Il finto allarme e la richiesta di denaro
I truffatori sono entrati in azione seguendo una prassi criminale purtroppo ben rodata. Hanno contattato telefonicamente la signora qualificandosi in modo ingannevole come appartenenti all’Arma dei Carabinieri.
L’obiettivo era chiaro: gettare la malcapitata nel panico facendo leva sugli affetti più cari. I malviventi hanno infatti utilizzato il pretesto di una presunta emergenza che avrebbe coinvolto un familiare della donna, spiegando che per “risolvere” la situazione (spesso presentata come un grave incidente stradale o un fermo in caserma) sarebbe stata necessaria la consegna immediata di un’ingente somma di denaro contante o, in alternativa, di gioielli e preziosi di famiglia.
La prontezza della vittima fa saltare il piano
Questa volta, però, dall’altra parte della cornetta i truffatori hanno trovato un ostacolo insormontabile. L’anziana signora, invece di farsi sopraffare dall’ansia e cedere alle richieste pressanti, ha mantenuto un’assoluta lucidità.
Ricordando le numerose campagne di sensibilizzazione promosse dalle Forze dell’Ordine contro questo genere di reati, la donna ha subito compreso che chi le stava parlando non indossava affatto una divisa. Ha quindi interrotto il tentativo di raggiro e, senza perdere un secondo, ha contattato immediatamente la Compagnia dei Carabinieri di Amalfi per segnalare l’accaduto.
L’intervento dell’Arma e la denuncia a piede libero
La risposta dei veri militari dell’Arma è stata fulminea.
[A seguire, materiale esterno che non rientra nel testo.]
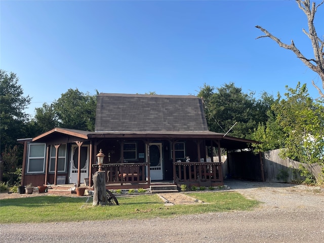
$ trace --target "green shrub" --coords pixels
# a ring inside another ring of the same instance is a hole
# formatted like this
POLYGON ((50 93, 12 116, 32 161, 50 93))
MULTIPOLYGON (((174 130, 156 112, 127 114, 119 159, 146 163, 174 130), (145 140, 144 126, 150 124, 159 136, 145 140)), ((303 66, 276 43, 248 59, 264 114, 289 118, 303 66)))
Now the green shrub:
POLYGON ((9 188, 8 182, 0 181, 0 191, 8 191, 9 188))
POLYGON ((139 193, 143 193, 144 192, 146 192, 146 190, 143 188, 138 188, 138 189, 137 190, 137 192, 138 192, 139 193))
POLYGON ((276 177, 276 179, 279 181, 283 181, 285 182, 288 182, 289 173, 287 170, 280 170, 276 177))

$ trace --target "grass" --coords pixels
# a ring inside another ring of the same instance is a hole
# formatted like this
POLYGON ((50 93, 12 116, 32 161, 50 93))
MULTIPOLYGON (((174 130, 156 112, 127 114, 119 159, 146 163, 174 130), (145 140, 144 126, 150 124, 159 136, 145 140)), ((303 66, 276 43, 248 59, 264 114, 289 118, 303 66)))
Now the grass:
POLYGON ((118 206, 93 207, 92 198, 86 197, 46 195, 4 199, 0 204, 0 223, 147 219, 249 210, 259 204, 233 192, 197 192, 190 196, 209 204, 165 206, 156 194, 118 197, 118 206))

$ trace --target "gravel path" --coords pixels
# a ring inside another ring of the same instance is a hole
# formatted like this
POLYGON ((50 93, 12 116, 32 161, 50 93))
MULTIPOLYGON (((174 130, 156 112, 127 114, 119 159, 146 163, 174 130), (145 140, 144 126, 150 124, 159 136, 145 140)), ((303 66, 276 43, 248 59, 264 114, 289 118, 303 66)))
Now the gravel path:
POLYGON ((235 180, 225 184, 263 203, 249 212, 167 219, 1 224, 0 241, 324 242, 324 189, 235 180))

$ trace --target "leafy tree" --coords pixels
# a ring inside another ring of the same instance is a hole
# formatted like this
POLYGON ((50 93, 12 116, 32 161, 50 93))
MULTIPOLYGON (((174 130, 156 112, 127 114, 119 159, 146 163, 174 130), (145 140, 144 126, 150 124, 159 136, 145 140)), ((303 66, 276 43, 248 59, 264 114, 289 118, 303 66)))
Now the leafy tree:
POLYGON ((210 130, 225 133, 232 127, 231 136, 251 138, 252 131, 260 122, 266 120, 265 114, 273 99, 265 93, 257 100, 254 94, 247 94, 232 83, 215 89, 204 85, 198 97, 204 101, 210 130))
POLYGON ((315 2, 313 2, 310 5, 310 0, 296 0, 299 8, 302 10, 307 17, 307 22, 308 25, 308 32, 303 29, 303 32, 310 39, 312 44, 312 47, 314 52, 313 58, 306 58, 300 52, 300 51, 295 46, 294 41, 292 40, 290 45, 287 45, 282 43, 279 38, 271 34, 266 29, 262 27, 257 25, 256 28, 259 29, 263 32, 265 35, 259 36, 257 38, 268 37, 271 39, 276 42, 279 47, 287 50, 290 50, 295 53, 296 56, 300 59, 307 67, 311 70, 316 72, 322 80, 322 88, 323 90, 316 85, 313 80, 312 80, 313 86, 317 90, 319 95, 322 98, 324 98, 324 52, 323 47, 324 47, 324 41, 317 35, 315 25, 314 25, 314 19, 315 14, 318 8, 321 5, 324 1, 316 6, 315 2))
POLYGON ((43 106, 35 109, 36 111, 33 125, 38 134, 45 133, 55 127, 59 127, 58 115, 53 107, 53 104, 45 103, 43 106))
MULTIPOLYGON (((69 90, 53 103, 59 126, 65 128, 94 131, 97 96, 77 89, 69 90)), ((43 110, 44 110, 43 108, 43 110)), ((38 120, 39 122, 39 120, 38 120)))
POLYGON ((19 78, 15 73, 0 69, 0 130, 1 152, 6 146, 12 148, 17 139, 24 136, 28 116, 24 110, 30 103, 29 96, 24 96, 19 78))
POLYGON ((309 97, 306 84, 286 87, 285 99, 280 96, 271 106, 266 124, 255 130, 254 138, 263 142, 258 149, 284 148, 280 155, 305 163, 323 164, 324 106, 309 97))

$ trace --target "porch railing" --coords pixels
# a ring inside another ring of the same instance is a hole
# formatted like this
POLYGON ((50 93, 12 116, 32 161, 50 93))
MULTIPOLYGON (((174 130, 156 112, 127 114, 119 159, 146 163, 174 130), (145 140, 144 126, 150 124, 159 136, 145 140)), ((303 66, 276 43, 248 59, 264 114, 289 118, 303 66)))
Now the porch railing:
MULTIPOLYGON (((98 165, 93 167, 98 171, 98 165)), ((148 183, 146 171, 149 171, 149 163, 107 164, 102 165, 103 170, 106 172, 107 184, 111 183, 148 183)))
POLYGON ((176 162, 173 163, 175 183, 180 185, 204 186, 221 185, 222 163, 214 162, 176 162))

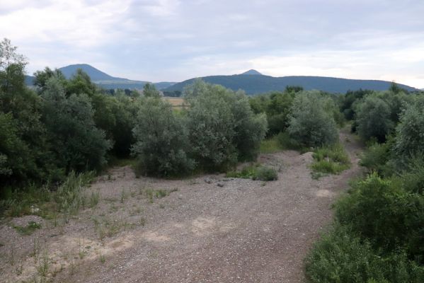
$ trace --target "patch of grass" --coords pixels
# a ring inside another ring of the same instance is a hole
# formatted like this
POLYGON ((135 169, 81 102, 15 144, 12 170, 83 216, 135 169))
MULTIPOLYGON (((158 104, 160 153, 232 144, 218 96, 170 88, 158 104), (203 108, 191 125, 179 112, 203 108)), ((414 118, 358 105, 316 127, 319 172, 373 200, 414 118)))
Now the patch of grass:
POLYGON ((274 136, 270 139, 264 139, 260 142, 259 151, 261 154, 273 154, 282 150, 282 149, 280 145, 277 136, 274 136))
POLYGON ((14 225, 13 228, 21 234, 29 236, 34 233, 35 230, 40 229, 41 224, 35 221, 29 221, 25 227, 14 225))
POLYGON ((311 168, 315 178, 321 177, 322 174, 338 174, 350 167, 349 156, 340 144, 317 149, 312 156, 314 162, 311 168))
POLYGON ((278 141, 280 147, 282 149, 292 149, 302 152, 304 151, 304 149, 302 149, 302 147, 296 141, 292 139, 288 132, 282 132, 276 136, 276 138, 278 141))
POLYGON ((100 200, 100 192, 91 192, 91 195, 90 196, 90 207, 94 207, 98 204, 98 201, 100 200))
POLYGON ((252 163, 244 166, 241 171, 229 171, 226 174, 227 178, 241 178, 243 179, 251 179, 253 178, 260 165, 258 163, 252 163))
POLYGON ((93 177, 94 174, 92 172, 81 174, 71 172, 67 180, 57 189, 55 194, 55 200, 66 221, 69 215, 76 214, 81 207, 85 207, 86 200, 83 191, 93 177))
POLYGON ((45 277, 49 273, 50 269, 50 259, 47 251, 45 250, 40 261, 40 264, 37 266, 37 272, 40 276, 45 277))
POLYGON ((149 202, 153 203, 154 197, 156 199, 161 199, 162 197, 165 197, 171 195, 171 192, 176 192, 178 190, 177 187, 174 187, 171 190, 163 190, 163 189, 146 189, 146 195, 147 196, 147 199, 149 200, 149 202))
POLYGON ((260 166, 256 170, 256 173, 252 179, 262 181, 273 181, 278 179, 278 174, 277 173, 277 171, 273 168, 260 166))
POLYGON ((244 179, 260 180, 270 181, 277 179, 277 173, 275 169, 262 166, 259 163, 252 163, 243 167, 241 171, 232 171, 227 172, 227 178, 241 178, 244 179))

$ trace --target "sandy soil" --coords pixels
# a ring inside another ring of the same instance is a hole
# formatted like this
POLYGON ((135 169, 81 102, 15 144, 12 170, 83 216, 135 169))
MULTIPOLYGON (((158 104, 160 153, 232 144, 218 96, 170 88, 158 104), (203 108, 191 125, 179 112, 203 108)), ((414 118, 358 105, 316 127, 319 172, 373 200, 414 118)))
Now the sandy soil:
POLYGON ((2 224, 0 281, 304 282, 303 259, 331 222, 331 203, 360 173, 358 143, 347 132, 340 141, 353 166, 319 180, 311 154, 290 151, 260 157, 280 169, 268 183, 137 179, 115 168, 87 190, 100 192, 99 204, 69 223, 29 216, 2 224), (42 228, 30 236, 11 228, 29 221, 42 228))

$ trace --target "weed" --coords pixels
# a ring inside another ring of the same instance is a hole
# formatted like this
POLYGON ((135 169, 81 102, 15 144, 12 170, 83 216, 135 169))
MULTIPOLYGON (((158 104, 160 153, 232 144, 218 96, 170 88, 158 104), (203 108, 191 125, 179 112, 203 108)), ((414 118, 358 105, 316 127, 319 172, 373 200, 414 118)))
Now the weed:
POLYGON ((38 255, 40 254, 40 239, 35 238, 33 240, 33 252, 30 255, 34 258, 34 263, 37 263, 38 260, 38 255))
POLYGON ((94 207, 98 204, 100 200, 100 191, 91 192, 91 196, 90 197, 90 207, 94 207))
POLYGON ((349 156, 343 146, 338 144, 315 150, 311 168, 316 173, 312 178, 319 178, 322 174, 338 174, 350 166, 349 156))
POLYGON ((144 218, 144 216, 140 216, 139 224, 140 224, 140 226, 142 226, 146 225, 146 218, 144 218))
POLYGON ((233 171, 227 172, 226 177, 227 178, 241 178, 244 179, 250 179, 253 178, 260 166, 258 163, 252 163, 244 166, 241 171, 233 171))
POLYGON ((49 273, 49 270, 50 268, 50 260, 49 258, 49 255, 47 251, 45 250, 42 258, 41 258, 41 261, 38 266, 37 266, 37 271, 40 276, 42 276, 45 277, 49 273))
POLYGON ((35 230, 40 229, 41 224, 35 221, 29 221, 25 227, 13 225, 13 228, 21 234, 28 236, 34 233, 35 230))
POLYGON ((260 143, 260 151, 262 154, 273 154, 280 151, 282 148, 278 142, 277 137, 273 137, 270 139, 264 139, 260 143))
POLYGON ((252 179, 260 180, 263 181, 273 181, 278 179, 278 174, 273 168, 260 166, 258 168, 252 179))
POLYGON ((261 166, 259 163, 253 163, 243 167, 241 171, 234 171, 227 172, 227 177, 242 178, 245 179, 260 180, 270 181, 277 179, 275 169, 261 166))
POLYGON ((122 187, 121 190, 121 203, 124 203, 124 201, 127 198, 127 194, 125 193, 125 189, 122 187))
POLYGON ((82 243, 81 242, 81 239, 78 240, 78 246, 79 248, 79 251, 78 255, 79 255, 79 258, 82 260, 86 256, 86 249, 85 249, 85 240, 83 239, 82 243))
POLYGON ((105 255, 101 253, 101 251, 98 252, 98 260, 100 260, 102 264, 106 262, 106 258, 105 257, 105 255))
Sulla base delle indicazioni fornite dalla vittima, le pattuglie si sono messe subito alla ricerca dei sospettati, riuscendo in tempi brevissimi a rintracciare e bloccare i due individui prima che potessero allontanarsi dalla Costiera o tentare di raggirare altre persone.
I due uomini, identificati come soggetti in trasferta provenienti dall’area del Napoletano, sono stati condotti in caserma per tutti gli accertamenti del caso. Al termine delle formalità di rito, per entrambi è scattata la denuncia a piede libero all’Autorità Giudiziaria per il reato di tentata truffa in concorso.